Marine Le Pen est pour le nucléaire, tacle le bio et les énergies renouvelables
PARIS - Marine Le Pen estime qu'il n'y a pas d'alternative crédible au nucléaire, que les énergies renouvelables, c'est du bricolage, que le bio est une dictature, et elle n'est pas sûre que l'activité humaine soit l'origine principale du changement climatique.
Interrogée par le magazine Terra eco sur son programme environnemental, la candidate à la présidentielle assure être beaucoup plus cohérente pour la protection de la planète que les Verts.
Le modèle ultralibéral et de libre-échange qu'ils ont choisi est destructeur pour la planète, dit-elle. Pour Marine le Pen, le modèle écologique, c'est produire au plus près et retraiter sur place. Elle est favorable à une garantie de cinq ans sur les produits pour éviter la surconsommation imposée.
La candidate du Front national estime encore qu'il n'y a aucune autre alternative crédible au nucléaire et que les énergies renouvelables, pour l'instant c'est du bricolage. Je suis contre les éoliennes, c'est immonde et ça ne marche pas. Cessons cette idéologie qui consiste à dire +c'est génial+ dès qu'on parle d'une énergie renouvelable, dit-elle encore. Pour elle, ça va pour faire tourner l'électricité de la maison, mais pas pour les grandes industries.

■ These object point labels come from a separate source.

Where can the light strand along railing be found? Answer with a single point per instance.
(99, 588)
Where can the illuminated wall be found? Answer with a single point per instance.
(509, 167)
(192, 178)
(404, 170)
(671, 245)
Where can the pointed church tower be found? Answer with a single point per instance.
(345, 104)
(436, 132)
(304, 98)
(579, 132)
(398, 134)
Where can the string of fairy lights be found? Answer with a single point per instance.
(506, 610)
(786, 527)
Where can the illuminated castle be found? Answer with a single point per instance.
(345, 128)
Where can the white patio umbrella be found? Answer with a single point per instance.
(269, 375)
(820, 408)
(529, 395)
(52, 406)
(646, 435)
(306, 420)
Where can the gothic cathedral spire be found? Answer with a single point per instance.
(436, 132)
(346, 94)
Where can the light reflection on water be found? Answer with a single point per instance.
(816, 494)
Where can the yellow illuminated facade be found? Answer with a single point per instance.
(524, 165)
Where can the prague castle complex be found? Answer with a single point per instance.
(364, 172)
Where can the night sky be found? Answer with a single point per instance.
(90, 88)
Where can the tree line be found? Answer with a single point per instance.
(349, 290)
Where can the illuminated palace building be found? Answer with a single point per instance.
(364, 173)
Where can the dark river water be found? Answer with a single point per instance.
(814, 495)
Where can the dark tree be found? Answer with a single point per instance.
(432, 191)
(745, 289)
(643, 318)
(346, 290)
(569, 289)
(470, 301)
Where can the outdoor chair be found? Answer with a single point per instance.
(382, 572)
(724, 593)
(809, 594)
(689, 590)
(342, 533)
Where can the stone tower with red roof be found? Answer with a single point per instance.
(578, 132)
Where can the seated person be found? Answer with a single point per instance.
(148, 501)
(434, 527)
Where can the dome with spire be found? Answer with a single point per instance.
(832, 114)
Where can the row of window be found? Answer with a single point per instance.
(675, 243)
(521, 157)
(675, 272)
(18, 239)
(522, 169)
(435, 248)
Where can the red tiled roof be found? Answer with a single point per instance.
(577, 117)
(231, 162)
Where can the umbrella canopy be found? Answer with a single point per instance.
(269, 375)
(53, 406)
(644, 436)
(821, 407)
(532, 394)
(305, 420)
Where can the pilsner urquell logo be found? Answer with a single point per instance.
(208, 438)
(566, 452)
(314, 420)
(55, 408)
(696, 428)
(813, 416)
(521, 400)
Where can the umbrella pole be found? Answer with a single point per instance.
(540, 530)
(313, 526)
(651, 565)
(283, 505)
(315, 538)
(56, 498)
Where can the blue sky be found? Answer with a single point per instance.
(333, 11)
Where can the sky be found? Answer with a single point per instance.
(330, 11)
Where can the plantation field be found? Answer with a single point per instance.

Quan au changement climatique, elle n'est pas sûre que l'activité humaine soit l'origine principale de ce phénomène. Quand j'étais petite, mon père m'expliquait que le Sahara gagnait déjà un kilomètre par an, dit-elle. Elle balaye les travaux du Groupe d'experts intergouvemental sur l'évolution du climat (Giec), qu'elle qualifie de prêtres et évêques du changement climatique. Ceux qui disent l'inverse, comme Claude Allègre, ce sont les hérétiques.
Le bio ne trouve pas grâce à ses yeux. C'est une dictature, dit-elle, avec souvent des histoires de gros sous enrobées dans des bons sentiments.
Elle se dit par ailleurs hostile à la fiscalité écologique et à la taxe carbone, estimant que la seule façon de baisser les émissions de gaz à effet de serre, c'est de revenir à un modèle économique qui soit rationaliste et d'arrêter la course au libre-échange.